We moved on to the temple’s Zen garden, where Ito instructed me to pick the fallen leaves from the gravel beds. Piece by piece, I felt the texture of each leaf between my fingers, and as the gravel slowly cleared up, the connection between a clear mind and a clean environment became apparent. Ito explained how everyday tasks such as cleaning and tea-making could turn into mind-clearing exercises by simply being mindful and intentional about the tiniest details: the temperature of the water, the blossoming of tea leaves, the subtle color changes in your brew. “It’s about engaging your senses and your focus,” he said. “In modern life, we often tend to forget that.”

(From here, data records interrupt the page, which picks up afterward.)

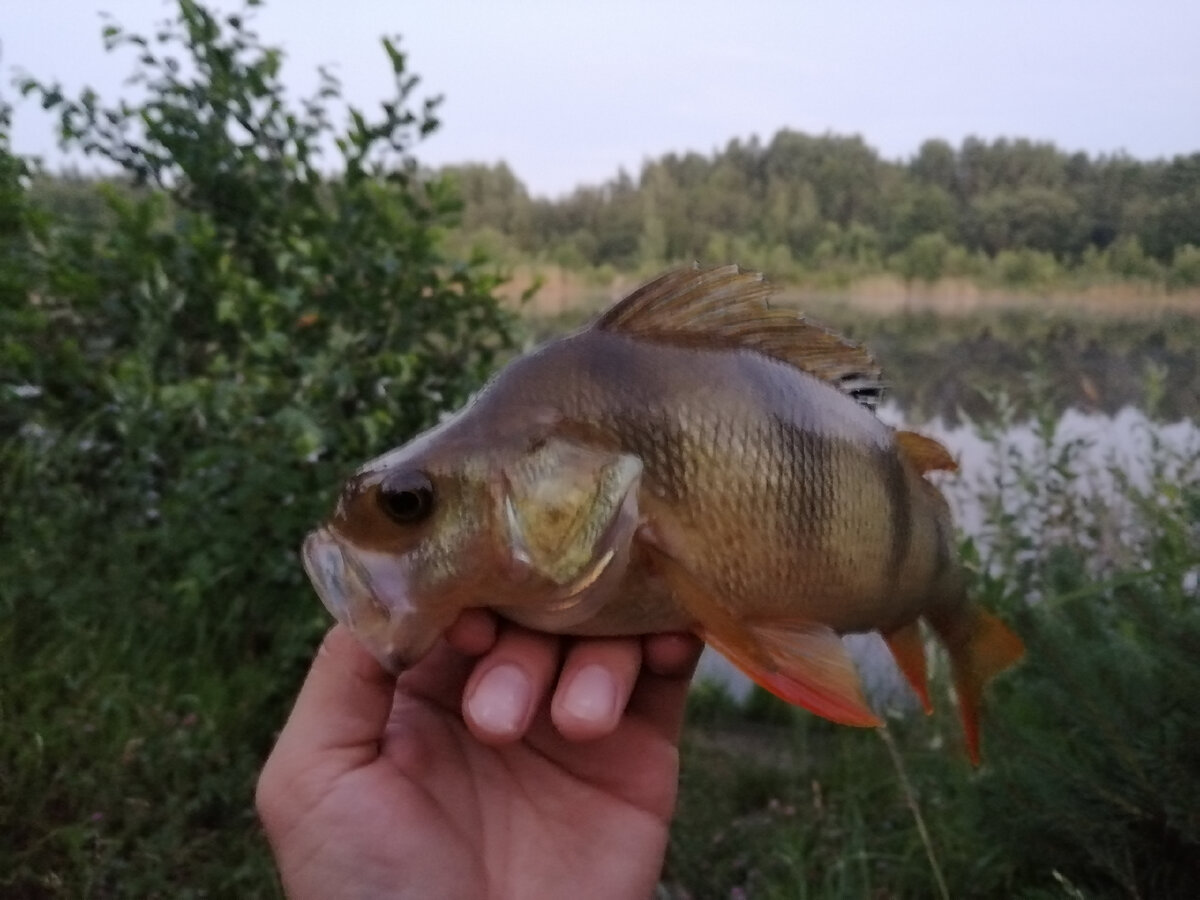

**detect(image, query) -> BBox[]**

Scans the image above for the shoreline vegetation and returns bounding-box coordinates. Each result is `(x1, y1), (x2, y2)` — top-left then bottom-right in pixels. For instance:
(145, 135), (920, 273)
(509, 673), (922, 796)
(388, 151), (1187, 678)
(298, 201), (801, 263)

(0, 0), (1200, 900)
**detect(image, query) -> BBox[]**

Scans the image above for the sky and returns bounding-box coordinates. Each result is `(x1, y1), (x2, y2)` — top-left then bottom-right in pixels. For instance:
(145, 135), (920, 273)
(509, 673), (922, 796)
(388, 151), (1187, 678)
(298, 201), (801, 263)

(0, 0), (1200, 196)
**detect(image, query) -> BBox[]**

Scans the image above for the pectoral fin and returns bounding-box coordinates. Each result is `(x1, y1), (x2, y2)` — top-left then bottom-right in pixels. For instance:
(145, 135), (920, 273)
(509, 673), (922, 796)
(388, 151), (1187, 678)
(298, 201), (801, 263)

(704, 620), (882, 727)
(503, 438), (642, 630)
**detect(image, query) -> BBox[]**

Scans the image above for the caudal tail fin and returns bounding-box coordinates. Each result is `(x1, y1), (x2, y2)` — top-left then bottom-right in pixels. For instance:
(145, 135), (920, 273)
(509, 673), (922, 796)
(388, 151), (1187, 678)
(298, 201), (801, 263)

(929, 604), (1025, 766)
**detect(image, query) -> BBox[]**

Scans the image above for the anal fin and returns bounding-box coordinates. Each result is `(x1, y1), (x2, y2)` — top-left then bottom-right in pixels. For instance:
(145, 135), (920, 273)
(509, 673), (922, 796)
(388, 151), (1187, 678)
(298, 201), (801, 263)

(638, 524), (883, 727)
(704, 620), (883, 727)
(930, 605), (1025, 766)
(883, 619), (934, 715)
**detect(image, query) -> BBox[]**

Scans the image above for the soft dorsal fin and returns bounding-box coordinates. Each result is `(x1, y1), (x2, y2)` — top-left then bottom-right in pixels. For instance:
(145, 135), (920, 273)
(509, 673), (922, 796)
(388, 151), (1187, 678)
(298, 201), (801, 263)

(896, 431), (959, 475)
(594, 265), (883, 409)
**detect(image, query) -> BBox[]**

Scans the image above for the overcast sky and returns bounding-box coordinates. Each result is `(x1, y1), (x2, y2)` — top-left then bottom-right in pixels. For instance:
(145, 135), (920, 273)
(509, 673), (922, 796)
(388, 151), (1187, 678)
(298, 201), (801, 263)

(0, 0), (1200, 194)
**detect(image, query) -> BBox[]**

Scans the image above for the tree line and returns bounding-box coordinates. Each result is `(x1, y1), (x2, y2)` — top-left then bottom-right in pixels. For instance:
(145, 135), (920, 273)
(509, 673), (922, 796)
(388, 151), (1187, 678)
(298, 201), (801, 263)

(446, 130), (1200, 286)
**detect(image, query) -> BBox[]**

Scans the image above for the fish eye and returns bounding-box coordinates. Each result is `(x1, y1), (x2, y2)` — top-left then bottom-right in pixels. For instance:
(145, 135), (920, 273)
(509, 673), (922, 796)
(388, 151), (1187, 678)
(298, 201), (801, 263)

(378, 472), (433, 524)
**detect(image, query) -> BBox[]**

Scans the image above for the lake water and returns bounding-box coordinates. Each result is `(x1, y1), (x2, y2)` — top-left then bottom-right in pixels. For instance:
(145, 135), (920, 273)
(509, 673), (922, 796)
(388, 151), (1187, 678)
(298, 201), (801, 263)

(696, 407), (1200, 708)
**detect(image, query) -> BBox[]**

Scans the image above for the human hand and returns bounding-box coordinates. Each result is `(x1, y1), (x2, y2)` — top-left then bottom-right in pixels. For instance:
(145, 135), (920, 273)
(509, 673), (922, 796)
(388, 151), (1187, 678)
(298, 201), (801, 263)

(256, 611), (701, 900)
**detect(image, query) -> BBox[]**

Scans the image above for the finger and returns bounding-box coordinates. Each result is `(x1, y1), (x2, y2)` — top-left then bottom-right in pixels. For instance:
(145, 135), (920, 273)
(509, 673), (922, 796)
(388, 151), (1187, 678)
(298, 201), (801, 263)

(256, 625), (394, 833)
(628, 635), (704, 744)
(550, 637), (642, 740)
(268, 625), (396, 761)
(462, 626), (559, 744)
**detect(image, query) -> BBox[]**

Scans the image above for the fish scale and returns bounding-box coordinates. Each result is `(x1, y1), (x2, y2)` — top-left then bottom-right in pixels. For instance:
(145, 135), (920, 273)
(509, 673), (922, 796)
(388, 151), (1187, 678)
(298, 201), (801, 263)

(304, 266), (1024, 761)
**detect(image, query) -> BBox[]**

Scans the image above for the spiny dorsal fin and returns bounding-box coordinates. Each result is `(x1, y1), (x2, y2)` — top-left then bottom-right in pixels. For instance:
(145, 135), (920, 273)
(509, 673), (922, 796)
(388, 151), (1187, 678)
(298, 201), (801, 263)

(594, 265), (883, 409)
(896, 431), (959, 475)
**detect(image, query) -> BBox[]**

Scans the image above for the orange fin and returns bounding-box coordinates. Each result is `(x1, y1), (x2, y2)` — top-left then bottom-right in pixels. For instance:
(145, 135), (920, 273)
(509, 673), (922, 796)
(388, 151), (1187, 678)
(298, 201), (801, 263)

(930, 606), (1025, 766)
(883, 619), (934, 715)
(704, 622), (883, 727)
(896, 431), (959, 474)
(594, 265), (883, 409)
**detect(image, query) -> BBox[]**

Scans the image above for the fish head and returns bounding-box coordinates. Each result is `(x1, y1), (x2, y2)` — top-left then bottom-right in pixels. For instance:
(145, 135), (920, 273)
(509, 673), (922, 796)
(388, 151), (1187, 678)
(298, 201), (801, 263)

(302, 412), (641, 672)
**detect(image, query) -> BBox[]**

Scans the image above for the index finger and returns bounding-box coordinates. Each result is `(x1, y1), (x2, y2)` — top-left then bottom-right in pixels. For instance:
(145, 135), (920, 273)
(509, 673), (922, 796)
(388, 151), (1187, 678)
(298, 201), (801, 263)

(271, 625), (396, 769)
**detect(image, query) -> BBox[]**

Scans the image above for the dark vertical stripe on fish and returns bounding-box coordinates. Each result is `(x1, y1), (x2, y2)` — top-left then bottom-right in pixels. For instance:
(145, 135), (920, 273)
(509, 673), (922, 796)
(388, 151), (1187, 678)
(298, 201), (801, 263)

(934, 504), (950, 581)
(876, 450), (912, 584)
(767, 416), (834, 547)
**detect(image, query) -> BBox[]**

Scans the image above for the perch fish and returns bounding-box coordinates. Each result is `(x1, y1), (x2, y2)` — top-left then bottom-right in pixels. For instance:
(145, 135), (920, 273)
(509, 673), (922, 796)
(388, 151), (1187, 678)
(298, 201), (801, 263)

(304, 266), (1024, 762)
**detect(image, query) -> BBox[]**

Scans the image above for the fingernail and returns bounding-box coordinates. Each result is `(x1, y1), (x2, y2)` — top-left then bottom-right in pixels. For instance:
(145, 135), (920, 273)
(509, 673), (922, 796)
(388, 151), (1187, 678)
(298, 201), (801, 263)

(563, 664), (617, 722)
(467, 662), (532, 734)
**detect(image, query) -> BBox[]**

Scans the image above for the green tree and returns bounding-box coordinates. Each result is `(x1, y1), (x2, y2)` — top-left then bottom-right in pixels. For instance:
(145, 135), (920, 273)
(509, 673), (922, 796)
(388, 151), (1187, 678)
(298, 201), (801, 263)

(0, 0), (514, 896)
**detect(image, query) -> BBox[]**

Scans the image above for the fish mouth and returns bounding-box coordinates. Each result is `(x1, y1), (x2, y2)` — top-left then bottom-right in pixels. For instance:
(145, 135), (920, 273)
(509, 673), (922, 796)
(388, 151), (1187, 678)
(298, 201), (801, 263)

When I awoke to blue skies on my final morning, I set out to take the Zen lessons from the past few days into the real world. On one of the hotel’s complimentary wooden Coco-Mat bicycles, I zoomed over the banks of the nearby Kamo River, past egrets traipsing through the gin-clear water and old folks on their morning stroll. I assumed that Kawakami and Ito would tsk-tsk at the idea of plotting a route on Google Maps, so instead, I followed my whims, paying close attention to my surroundings. I focused on the cool mountain air brushing my face and the birdsong leaking through the traffic din, doing my best to divert my attention from the jolts of pain flashing through my knees as I pedaled uphill. Random turns led me through quiet neighborhoods and streets lined with weathered machiya townhouses, past homes where bamboo and bonsais poked out from behind earthy plastered walls.

Had I deciphered the meaning of Zen? I’m not quite sure. The more I read about it, the less I seemed to understand. But here, cycling aimlessly through the hilly outskirts of Kyoto and truly taking in every sight, smell, and sound, I felt that somewhere, my Zen masters would be proud.